Francis remained a friar and a Catholic Christian,
But he no longer saw the Muslim Horde as in need of conversion.
He saw them as people and pious in their own way.
He learned from them
And he took what he learned and added it to what he knew,
So that he knew more—and knew God more.

To be sure, Francis went expecting death
And to be equally sure, he died,
Not in biology but in his views.

That is the Gold Martyrdom!

Beloved,
You may be asked to sacrifice your literal life;
You may be asked to sacrifice your possessions;
But chances are, you will be required to do neither.

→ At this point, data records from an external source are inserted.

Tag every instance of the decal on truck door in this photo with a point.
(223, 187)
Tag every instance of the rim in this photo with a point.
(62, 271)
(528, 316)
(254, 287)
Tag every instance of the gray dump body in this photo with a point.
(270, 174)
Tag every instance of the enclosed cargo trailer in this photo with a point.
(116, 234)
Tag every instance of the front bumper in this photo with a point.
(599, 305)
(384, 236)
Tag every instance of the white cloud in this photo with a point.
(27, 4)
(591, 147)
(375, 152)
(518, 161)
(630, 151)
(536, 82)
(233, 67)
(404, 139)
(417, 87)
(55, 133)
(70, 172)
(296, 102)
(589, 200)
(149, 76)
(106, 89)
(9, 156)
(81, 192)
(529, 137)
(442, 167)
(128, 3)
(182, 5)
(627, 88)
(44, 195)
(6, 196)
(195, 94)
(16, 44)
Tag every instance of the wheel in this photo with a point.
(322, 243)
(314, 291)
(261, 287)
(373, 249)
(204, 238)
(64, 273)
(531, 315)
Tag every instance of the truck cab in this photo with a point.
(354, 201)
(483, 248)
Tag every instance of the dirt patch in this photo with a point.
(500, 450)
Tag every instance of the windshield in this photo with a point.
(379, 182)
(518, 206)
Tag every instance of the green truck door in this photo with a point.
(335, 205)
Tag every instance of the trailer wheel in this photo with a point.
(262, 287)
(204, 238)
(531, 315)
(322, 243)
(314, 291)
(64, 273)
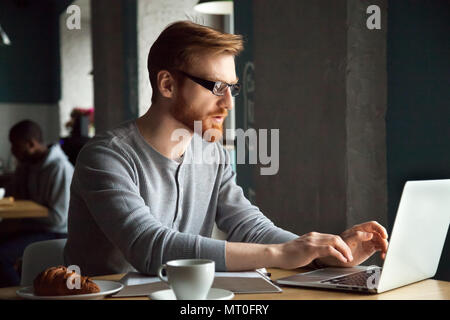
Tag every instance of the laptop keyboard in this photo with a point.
(356, 279)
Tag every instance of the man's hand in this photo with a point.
(303, 250)
(363, 240)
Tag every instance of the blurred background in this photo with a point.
(360, 111)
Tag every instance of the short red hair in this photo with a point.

But every day, beloved, you will encounter others —
Enemies, friends, strangers, people who exasperate you —
And in those moments, I ask you to face the Gold Martyrdom —
The everyday True Martydom of the Faithful.

Because saying you would die for your faith is easy
When you are never expected to die for it.
Saying you would give up everything for your faith is easy
When you are never expected to give up a thing.
Contemplating Red and White Martyrdom is easy
When you are fed and comfortable in a climate-controlled shelter.

But the difficult martyrdom of faith is to encounter others,
Be vulnerable,
Be available, be willing to let yourself be changed.

That is making your life a living sacrifice for God (Romans 12:1)
That is the hard, narrow road of faith.

Blessed are those who are called to this Third Martydom.